Once they arrived in France, cats made a name for themselves as a very efficient technique for controlling rodent populations. Numerous historical accounts claim that French Carthusian monks kept these cats as a deterrent against vermin and mice. There are no Carthusian sources that prove this claim, but it is a commonly held misconception that is also thought to explain the cats’ reserved behavior.
With time, the narrative of the Chartreux cat becomes easier to understand. In the 1920s, sisters Christine and Suzanne Leger discovered a colony of blue-gray cats living on a tiny island off the coast of France. The Leger sisters first domesticated and bred the cats because of their eye-catching looks and unusual woolly coat. When the cats were on display at a cat show in Paris in 1931, the modern Chartreux cat first gained widespread recognition.
The Chartreux breed was in danger during the Second World War, just like many others. But this ancient cat was saved from extinction through careful interbreeding with Persian, Russian Blue, and British Shorthair cats.
The breed attracted more attention in France. Although the modern Chartreux was once regarded for its hunting prowess, people have come to adore it for its gorgeous woolly coat, intelligence, and calm, agreeable demeanor. Cat breeders from all over the world naturally showed interest. In 1970, John and Helen Gamon brought the first Chartreux cats to the nation. This led to the breed being properly acknowledged by the Cat Fancier’s Association in 1987.

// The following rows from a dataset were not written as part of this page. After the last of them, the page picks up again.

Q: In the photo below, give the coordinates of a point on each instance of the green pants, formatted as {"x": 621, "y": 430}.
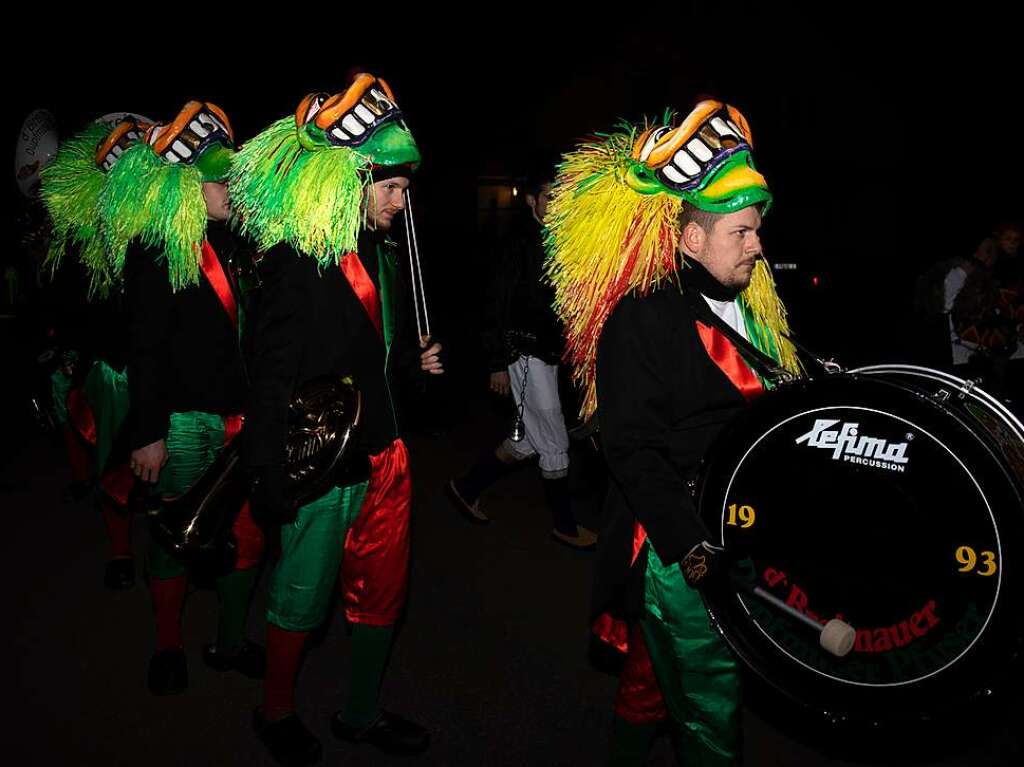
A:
{"x": 194, "y": 440}
{"x": 694, "y": 669}
{"x": 311, "y": 548}
{"x": 59, "y": 387}
{"x": 107, "y": 392}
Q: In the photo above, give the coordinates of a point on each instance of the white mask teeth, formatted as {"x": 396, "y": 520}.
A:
{"x": 699, "y": 150}
{"x": 180, "y": 147}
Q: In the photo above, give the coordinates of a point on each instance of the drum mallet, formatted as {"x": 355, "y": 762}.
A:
{"x": 836, "y": 636}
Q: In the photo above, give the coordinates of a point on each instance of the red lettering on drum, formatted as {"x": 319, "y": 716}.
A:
{"x": 797, "y": 598}
{"x": 898, "y": 635}
{"x": 883, "y": 639}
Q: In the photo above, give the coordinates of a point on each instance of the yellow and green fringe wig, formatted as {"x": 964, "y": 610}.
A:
{"x": 604, "y": 241}
{"x": 70, "y": 187}
{"x": 312, "y": 200}
{"x": 160, "y": 204}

However, the Chartreux is now thought of as a sort of French national treasure. This breed is adored in France, but finding it outside of Europe may be difficult. It is difficult to find a purebred kitten in the US because many breeding programs here have sent their stock back to France.
The Chartreux is a straightforward keeper who like to be independent but is happy to take part in games. These cats are terrific friends and adore being around children and other animals, but they don’t require ongoing care. They do, however, appreciate it and are often referred to as lap cats.

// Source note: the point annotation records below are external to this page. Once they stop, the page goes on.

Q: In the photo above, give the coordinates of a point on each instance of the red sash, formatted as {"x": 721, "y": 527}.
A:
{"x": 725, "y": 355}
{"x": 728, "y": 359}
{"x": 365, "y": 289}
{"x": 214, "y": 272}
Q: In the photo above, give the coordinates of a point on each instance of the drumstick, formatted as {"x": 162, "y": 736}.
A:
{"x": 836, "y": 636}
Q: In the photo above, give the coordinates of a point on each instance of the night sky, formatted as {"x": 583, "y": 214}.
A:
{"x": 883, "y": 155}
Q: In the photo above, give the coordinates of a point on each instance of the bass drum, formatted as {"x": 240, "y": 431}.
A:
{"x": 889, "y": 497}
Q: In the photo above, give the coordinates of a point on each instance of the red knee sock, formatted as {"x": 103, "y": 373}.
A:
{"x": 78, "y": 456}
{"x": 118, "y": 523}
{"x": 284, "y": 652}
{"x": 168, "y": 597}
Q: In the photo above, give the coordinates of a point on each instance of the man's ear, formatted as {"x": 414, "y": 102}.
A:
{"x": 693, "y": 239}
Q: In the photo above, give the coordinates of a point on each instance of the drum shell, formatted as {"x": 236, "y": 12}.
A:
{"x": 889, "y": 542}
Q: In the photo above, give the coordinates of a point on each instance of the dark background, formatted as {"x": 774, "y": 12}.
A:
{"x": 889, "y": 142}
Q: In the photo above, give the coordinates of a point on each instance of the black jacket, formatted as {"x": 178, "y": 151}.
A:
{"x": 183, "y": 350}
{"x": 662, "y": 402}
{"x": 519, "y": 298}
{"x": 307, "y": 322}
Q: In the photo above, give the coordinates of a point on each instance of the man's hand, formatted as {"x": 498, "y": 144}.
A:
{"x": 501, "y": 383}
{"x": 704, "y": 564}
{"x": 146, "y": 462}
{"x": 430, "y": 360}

Teach your Chartreux tricks or solve puzzles for incentives to test his intelligence. Keep cat treats hidden, and if the issue continues, consider putting kid locks on cupboard doors. Even a few mischievous Chartreux cats have been known to open cabinets.
You’ll enjoy the soft, fluffy feel of the Chartreux’s fur. To keep it looking wonderful, be sure to comb your cat’s coat once every week. Many experts suggest avoiding brushing the fur because of its unique texture, which is more suited to the action of a comb than a bristle brush. Even though the Chartreux performs an excellent job of grooming itself, the extra care will stop mats from developing and provide an enjoyable activity for you and your cat to undertake together. Several times a year, the Chartreux will shed his undercoating. During this time, you should comb him every day to keep the flying fur under control.

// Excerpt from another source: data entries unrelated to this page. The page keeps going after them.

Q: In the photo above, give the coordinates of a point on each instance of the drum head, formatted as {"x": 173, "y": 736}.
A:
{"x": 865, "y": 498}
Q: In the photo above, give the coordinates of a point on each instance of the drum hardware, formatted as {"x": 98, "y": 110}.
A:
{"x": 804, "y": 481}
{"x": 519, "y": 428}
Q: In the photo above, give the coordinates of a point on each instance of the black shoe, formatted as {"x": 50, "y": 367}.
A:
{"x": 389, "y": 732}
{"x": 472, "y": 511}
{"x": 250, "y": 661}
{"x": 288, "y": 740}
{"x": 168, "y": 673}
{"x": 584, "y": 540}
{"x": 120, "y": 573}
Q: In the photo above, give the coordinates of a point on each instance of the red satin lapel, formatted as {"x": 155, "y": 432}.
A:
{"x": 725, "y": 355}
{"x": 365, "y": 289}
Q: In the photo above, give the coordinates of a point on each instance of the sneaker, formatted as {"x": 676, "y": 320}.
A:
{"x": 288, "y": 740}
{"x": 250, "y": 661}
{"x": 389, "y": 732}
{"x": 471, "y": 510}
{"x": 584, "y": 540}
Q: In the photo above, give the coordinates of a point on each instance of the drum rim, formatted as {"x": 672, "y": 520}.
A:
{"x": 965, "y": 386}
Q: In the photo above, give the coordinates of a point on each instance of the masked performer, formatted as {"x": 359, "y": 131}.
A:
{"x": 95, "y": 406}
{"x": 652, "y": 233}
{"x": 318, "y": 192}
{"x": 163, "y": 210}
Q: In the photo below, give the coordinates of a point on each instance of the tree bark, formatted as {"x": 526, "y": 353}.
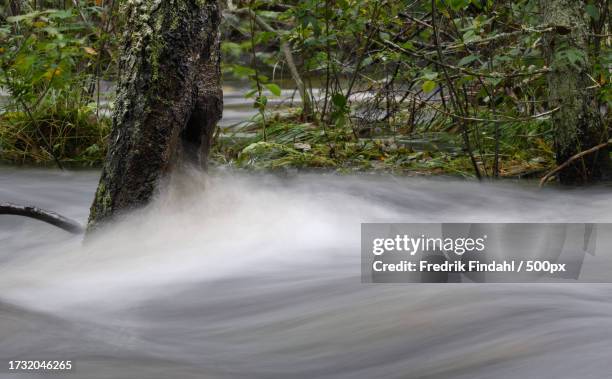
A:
{"x": 578, "y": 125}
{"x": 169, "y": 100}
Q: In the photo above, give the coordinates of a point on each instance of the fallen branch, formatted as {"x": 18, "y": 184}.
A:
{"x": 572, "y": 159}
{"x": 52, "y": 218}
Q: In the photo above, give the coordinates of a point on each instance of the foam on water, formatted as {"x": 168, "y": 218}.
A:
{"x": 238, "y": 276}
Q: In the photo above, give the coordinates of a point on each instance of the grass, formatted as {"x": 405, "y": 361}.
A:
{"x": 74, "y": 136}
{"x": 78, "y": 138}
{"x": 291, "y": 144}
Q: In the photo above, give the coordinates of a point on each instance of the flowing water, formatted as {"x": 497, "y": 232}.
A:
{"x": 238, "y": 276}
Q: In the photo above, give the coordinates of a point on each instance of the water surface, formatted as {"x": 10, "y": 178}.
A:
{"x": 238, "y": 276}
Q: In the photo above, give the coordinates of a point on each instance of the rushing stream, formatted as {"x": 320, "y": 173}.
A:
{"x": 237, "y": 276}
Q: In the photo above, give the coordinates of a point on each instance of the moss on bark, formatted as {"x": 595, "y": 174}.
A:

Your cat shouldn’t need to be bathed frequently. If you do need to give your Chartreux a soapy scrub, keep in mind that the water-resistant second layer may take some effort to penetrate.
The peaceful demeanor of the Chartreux cat breed makes it a favorite among households. Just be sure to teach children or other animals how to treat the cat with respect. These cats are renowned for their versatility and enjoy going on vacation with their owners.
Common Health Problems
Strong and vigorous, the Chartreux breed has comparatively few health problems. However, there are a few potential health problems to be aware of:
- Polycystic kidney disease is a condition where one or both kidneys cannot function normally due to cysts filled with fluid.
- Struvite crystals: Tiny stones that form in the cat’s bladder due to insufficient hydration or an excessively alkaline diet. The stones may result in kidney failure, urethral obstruction, and bladder discomfort.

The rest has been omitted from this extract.